Company culture, first and foremost, is about the way in which a company identifies itself and its most important values. We could define it as the way a company’s employees behave when no one is watching. What do our employees get up to when no one sees, when there are no bosses or managers around? Their actions, decisions and problem solving methods, the way they handle criticism and raise doubts: these are all the aspects that make up a company’s culture; a series of norms that are the foundation from which your employees work to solve the problems they have to deal with every day.
Identifying the culture we want is not easy: not only do we need to know exactly where we want to take our company, but we need to be very clear about how we plan to get there. Company culture is not a list of rules and laws that are set in stone, we need to keep an eye on it, adjust it, and renew our cultural code, adapting it to the continuous changes that life imposes on us.
There is no such thing as a perfect business culture, nor is there an ideal one, there is however, a useful and functional culture for every scenario, tailor made for us, which reflects the entrepreneur’s personality and the values the company wants to live by, and communicate to the outside world.

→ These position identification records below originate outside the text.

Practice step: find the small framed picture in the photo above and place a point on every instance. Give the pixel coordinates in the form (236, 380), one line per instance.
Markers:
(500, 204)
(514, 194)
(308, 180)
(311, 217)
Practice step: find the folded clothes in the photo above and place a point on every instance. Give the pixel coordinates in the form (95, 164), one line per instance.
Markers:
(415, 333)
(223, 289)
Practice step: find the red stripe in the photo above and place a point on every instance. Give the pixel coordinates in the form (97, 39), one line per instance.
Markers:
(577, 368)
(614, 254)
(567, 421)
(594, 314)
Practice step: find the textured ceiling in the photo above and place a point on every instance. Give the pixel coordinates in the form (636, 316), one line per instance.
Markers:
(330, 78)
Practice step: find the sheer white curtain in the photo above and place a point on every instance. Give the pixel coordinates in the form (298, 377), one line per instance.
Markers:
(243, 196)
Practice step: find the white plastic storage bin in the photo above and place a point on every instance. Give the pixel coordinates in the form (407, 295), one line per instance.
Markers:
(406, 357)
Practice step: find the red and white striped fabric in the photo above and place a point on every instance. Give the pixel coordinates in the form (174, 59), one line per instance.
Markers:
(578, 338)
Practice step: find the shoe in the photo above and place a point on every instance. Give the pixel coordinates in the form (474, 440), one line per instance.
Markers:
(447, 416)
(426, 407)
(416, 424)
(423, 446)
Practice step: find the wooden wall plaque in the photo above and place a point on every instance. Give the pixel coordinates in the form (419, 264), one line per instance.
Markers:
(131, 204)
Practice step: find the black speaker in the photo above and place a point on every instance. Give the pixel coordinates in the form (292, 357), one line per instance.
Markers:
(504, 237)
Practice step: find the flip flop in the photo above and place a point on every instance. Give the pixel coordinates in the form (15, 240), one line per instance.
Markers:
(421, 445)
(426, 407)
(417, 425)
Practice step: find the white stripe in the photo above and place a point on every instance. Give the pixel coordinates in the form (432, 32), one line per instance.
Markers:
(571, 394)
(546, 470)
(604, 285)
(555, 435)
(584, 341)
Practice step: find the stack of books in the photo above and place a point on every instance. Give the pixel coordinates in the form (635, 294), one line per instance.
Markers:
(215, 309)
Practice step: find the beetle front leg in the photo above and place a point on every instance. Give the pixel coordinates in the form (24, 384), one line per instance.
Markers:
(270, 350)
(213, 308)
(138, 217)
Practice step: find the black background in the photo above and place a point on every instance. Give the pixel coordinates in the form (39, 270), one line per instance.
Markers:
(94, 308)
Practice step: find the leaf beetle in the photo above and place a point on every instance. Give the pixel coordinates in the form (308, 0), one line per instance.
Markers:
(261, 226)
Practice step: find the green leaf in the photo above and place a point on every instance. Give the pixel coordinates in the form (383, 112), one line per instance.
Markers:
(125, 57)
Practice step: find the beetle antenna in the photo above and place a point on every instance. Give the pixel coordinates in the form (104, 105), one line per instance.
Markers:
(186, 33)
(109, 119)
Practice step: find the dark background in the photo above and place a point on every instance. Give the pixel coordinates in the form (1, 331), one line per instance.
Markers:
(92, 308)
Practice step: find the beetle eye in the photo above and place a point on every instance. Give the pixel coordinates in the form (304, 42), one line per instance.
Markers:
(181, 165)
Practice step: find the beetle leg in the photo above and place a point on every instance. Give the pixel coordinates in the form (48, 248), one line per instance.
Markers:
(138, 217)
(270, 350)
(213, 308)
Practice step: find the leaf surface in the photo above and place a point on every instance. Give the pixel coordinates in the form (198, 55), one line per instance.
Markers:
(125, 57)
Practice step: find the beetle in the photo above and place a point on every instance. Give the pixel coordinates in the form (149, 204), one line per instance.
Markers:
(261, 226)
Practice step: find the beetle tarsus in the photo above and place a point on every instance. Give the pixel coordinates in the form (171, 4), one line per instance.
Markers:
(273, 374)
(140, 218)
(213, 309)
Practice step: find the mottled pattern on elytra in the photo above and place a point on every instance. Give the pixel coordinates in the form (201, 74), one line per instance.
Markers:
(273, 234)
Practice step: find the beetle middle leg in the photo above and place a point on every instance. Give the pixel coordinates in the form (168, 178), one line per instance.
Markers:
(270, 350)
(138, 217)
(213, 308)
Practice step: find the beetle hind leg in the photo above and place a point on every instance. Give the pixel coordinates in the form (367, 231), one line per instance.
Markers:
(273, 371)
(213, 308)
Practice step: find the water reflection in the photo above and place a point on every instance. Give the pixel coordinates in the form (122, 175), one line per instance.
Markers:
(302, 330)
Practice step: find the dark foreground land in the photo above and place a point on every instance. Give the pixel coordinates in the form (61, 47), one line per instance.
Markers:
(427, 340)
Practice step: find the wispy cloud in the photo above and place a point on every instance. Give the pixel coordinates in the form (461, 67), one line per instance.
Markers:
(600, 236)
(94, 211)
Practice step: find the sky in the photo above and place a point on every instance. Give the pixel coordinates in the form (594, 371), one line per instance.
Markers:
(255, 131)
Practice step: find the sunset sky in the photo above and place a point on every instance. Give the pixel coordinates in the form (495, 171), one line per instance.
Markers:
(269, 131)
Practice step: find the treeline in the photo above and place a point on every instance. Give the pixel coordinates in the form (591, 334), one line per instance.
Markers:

Apple’s business culture could never work at Amazon and vice versa. If the aesthetics of the products are of utmost importance, immediately next on the list of priorities is the need to offer products at the lowest possible price. It follows that Apple invests billions in setting up workplaces bursting with beauty and creativity, while Amazon saves on employees’ frugal workstations. There is no right or wrong culture, both of these work, and are in-keeping with their company’s values.